Le principali critiche che gli economisti austriaci rivolgono ai neoclassici e che mettono in evidenza i fondamentali elementi
di differenza rispetto al loro punto di vista, sono quindi le seguenti: in primo luogo, il concentrarsi esclusivamente su stadi di
equilibrio attraverso un modello che presuppone che l’informazione di cui hanno bisogno gli agenti in relazione ai loro obiettivi e
alle loro restrizioni sia “data”; secondo, la scelta, in molti casi arbitraria, di variabili e di parametri –tanto in relazione alla funzione
obiettivo, quanto alle restrizioni– che tende ad includere gli aspetti più ovvi, ma che ne dimentica altri di grande importanza che
presentano però una maggiore difficoltà riguardo alla loro utilizzazione empirica (valori morali, costumi e tradizioni, istituzioni,
etc.); terzo, il concentrarsi su modelli di equilibrio che hanno maggiore attinenza con il formalismo delle scienze matematiche ma
che occultano le vere relazioni di causa ed effetto; quarto, trasformare in assunti teorici quelle che non son altro che mere
interpretazioni della realtà storica che, per quanto rilevanti in alcune circostanze concrete e contingenti, non si possono
considerare dotate di una validità teorica universale.
Le precedenti considerazioni, non vogliono dire che tutte le conclusioni dell’analisi neoclassica siano erronee.

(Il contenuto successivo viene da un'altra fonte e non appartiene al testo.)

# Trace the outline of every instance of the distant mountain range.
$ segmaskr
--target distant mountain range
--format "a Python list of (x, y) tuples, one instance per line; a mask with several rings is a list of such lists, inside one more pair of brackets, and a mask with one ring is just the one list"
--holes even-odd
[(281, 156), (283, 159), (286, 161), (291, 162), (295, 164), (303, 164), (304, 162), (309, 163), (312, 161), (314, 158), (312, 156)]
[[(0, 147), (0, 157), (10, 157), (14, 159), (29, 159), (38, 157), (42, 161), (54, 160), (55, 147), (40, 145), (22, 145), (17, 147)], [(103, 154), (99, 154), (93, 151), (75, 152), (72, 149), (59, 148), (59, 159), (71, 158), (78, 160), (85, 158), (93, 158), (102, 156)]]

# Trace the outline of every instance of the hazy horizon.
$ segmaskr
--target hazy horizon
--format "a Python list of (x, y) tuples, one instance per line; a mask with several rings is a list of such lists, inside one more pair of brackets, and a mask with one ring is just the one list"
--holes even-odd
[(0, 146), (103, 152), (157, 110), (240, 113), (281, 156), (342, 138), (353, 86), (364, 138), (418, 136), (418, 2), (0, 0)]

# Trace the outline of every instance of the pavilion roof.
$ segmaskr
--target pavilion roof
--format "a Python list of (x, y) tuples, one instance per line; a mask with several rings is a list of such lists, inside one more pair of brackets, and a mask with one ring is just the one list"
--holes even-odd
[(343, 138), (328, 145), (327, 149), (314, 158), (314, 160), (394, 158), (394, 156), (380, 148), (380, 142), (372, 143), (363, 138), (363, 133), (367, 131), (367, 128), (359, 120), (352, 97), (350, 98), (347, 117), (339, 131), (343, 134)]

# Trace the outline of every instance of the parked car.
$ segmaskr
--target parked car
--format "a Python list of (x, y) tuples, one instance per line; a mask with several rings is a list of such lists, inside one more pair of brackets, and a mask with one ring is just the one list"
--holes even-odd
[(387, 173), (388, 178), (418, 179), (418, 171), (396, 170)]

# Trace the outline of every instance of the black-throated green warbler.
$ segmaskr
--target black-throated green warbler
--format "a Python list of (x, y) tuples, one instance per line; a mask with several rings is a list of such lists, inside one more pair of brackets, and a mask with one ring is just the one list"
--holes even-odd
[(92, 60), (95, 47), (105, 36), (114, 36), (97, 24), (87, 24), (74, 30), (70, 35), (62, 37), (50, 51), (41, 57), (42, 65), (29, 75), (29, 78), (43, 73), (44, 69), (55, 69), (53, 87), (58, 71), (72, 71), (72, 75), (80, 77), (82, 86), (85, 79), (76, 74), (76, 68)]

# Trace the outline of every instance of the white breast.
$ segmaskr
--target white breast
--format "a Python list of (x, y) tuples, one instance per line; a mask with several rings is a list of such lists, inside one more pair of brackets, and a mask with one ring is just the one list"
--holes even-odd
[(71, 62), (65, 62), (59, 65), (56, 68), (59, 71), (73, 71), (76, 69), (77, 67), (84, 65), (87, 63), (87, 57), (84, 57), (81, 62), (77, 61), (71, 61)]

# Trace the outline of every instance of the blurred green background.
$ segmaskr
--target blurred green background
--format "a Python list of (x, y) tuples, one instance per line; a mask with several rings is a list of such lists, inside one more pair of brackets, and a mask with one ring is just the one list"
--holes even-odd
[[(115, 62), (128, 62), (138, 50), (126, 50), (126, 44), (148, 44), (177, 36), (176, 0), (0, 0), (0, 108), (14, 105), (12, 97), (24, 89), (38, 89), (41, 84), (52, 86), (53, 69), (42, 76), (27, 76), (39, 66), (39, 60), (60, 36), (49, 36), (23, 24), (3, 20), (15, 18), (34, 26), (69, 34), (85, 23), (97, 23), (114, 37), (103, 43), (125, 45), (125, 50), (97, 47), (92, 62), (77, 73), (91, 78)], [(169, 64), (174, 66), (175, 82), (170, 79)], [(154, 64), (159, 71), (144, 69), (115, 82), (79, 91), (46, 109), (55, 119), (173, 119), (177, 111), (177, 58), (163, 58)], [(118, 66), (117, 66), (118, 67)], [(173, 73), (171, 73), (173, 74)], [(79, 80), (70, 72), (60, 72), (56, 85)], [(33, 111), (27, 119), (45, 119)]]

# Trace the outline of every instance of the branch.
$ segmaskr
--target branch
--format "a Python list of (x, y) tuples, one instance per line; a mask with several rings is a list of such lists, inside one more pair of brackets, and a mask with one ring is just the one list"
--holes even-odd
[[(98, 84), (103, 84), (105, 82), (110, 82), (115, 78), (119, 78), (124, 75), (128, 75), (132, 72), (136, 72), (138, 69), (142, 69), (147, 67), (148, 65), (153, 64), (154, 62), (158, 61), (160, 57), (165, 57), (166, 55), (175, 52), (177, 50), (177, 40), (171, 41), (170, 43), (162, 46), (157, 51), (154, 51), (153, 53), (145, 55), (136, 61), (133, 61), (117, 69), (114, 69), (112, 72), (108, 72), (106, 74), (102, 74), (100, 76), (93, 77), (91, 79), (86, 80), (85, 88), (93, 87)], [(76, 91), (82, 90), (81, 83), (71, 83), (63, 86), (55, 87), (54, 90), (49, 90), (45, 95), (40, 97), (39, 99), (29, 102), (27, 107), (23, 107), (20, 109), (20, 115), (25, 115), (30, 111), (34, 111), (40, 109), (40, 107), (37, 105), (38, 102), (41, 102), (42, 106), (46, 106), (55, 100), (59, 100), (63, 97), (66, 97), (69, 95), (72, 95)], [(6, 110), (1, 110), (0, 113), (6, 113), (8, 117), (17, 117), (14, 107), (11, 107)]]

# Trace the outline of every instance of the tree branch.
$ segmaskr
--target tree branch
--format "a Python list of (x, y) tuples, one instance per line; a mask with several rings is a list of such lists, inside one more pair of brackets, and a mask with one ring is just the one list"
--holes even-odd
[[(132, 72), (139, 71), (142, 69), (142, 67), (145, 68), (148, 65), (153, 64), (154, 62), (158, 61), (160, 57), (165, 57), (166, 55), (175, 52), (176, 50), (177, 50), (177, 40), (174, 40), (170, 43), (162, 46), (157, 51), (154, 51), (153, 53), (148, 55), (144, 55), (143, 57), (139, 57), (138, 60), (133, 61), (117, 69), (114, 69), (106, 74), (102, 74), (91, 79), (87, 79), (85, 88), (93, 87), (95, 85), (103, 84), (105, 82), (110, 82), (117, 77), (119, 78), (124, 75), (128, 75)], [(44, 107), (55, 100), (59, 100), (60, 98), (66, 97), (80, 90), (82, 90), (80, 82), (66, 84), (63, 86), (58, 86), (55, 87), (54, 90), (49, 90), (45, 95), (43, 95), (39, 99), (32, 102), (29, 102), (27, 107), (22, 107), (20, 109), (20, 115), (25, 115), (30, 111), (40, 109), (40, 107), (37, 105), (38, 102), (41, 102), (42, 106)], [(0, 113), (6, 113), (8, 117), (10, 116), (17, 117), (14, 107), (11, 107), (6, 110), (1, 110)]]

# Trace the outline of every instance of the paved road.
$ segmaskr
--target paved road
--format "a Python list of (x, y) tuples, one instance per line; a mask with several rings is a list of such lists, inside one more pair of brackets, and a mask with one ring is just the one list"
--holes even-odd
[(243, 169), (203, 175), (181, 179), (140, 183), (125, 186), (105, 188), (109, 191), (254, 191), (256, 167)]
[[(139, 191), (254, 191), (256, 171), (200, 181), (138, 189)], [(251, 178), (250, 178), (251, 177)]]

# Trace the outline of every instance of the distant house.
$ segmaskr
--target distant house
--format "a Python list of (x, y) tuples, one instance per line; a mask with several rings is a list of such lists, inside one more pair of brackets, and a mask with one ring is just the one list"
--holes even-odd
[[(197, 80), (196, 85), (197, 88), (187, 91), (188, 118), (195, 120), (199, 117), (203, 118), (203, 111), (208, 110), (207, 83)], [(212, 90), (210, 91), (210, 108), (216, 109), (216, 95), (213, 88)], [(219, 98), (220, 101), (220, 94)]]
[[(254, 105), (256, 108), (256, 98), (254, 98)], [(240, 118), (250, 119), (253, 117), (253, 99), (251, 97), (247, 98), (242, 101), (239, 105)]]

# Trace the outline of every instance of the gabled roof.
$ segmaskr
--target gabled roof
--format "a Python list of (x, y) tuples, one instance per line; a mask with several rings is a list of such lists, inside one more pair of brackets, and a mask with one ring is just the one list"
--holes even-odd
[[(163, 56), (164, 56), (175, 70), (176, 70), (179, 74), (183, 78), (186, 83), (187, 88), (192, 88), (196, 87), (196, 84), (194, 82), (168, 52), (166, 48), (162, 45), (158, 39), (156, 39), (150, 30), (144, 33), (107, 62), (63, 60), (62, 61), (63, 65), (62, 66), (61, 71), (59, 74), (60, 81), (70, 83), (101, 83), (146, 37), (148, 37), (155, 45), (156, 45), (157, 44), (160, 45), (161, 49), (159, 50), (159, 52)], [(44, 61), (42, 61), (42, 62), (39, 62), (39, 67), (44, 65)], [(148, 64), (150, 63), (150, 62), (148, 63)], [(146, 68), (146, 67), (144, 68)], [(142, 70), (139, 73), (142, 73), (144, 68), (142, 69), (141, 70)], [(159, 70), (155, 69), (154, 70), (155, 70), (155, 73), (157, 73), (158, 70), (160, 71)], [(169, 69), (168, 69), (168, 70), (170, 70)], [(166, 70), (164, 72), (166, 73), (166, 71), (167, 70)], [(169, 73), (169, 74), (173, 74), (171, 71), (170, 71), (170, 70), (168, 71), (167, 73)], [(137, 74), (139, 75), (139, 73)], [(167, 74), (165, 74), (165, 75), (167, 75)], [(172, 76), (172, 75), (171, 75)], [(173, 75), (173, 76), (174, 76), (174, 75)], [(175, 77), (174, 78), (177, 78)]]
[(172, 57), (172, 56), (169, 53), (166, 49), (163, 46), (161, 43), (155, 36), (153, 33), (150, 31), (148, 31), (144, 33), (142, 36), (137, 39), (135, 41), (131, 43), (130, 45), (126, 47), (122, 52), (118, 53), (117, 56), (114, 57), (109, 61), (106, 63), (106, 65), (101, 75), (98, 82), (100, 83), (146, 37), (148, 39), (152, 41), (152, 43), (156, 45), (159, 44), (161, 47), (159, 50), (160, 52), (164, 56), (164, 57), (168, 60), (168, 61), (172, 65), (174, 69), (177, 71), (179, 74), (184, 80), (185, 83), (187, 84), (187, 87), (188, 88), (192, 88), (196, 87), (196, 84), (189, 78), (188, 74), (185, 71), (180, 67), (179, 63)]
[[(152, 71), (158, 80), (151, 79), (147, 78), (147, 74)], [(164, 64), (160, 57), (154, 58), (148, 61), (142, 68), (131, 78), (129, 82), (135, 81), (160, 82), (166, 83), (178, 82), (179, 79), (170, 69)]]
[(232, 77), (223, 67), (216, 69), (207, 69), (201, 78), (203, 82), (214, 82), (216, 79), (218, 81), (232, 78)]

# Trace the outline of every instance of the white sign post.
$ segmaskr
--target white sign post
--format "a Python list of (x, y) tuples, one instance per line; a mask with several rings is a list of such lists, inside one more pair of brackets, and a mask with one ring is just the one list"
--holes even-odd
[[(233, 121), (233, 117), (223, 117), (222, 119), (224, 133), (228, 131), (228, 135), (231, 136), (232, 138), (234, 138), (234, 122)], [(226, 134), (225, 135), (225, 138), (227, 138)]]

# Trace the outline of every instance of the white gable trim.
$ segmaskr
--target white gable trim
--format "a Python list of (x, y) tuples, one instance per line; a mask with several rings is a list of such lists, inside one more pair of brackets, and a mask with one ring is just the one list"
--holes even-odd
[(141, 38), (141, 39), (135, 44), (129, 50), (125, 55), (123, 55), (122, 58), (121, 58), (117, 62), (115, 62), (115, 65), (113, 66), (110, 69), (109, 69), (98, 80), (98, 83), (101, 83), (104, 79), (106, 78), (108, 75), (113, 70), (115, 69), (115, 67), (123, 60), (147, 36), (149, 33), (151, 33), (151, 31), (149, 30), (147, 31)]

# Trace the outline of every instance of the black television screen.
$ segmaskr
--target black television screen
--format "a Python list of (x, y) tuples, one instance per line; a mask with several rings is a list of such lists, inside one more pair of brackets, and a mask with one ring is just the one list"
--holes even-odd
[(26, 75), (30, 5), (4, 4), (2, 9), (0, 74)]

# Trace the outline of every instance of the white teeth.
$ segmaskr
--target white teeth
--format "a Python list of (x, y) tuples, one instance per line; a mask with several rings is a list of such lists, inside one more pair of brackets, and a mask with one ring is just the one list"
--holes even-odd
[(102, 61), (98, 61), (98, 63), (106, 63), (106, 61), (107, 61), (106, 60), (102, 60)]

Una parte
importante di esse, infatti, è valida e può essere utilizzata. Ciò che gli Austriaci vogliono mettere in evidenza è però il fatto che
non esiste una garanzia riguardo alla validità universale delle conclusioni alle quali giungono gli economisti neoclassici. Inoltre,
quelle valide si potrebbero ottenere in maniera più proficua e sicura anche attraverso un’analisi dinamica che consente di isolare le
teorie erronee (altrettanto numerose) mettendo in evidenza i vizi e gli errori che rimarrebbero invece nascosti se venisse utilizzato
un metodo empirico fondato sul modello di equilibrio di tipo neoclassico.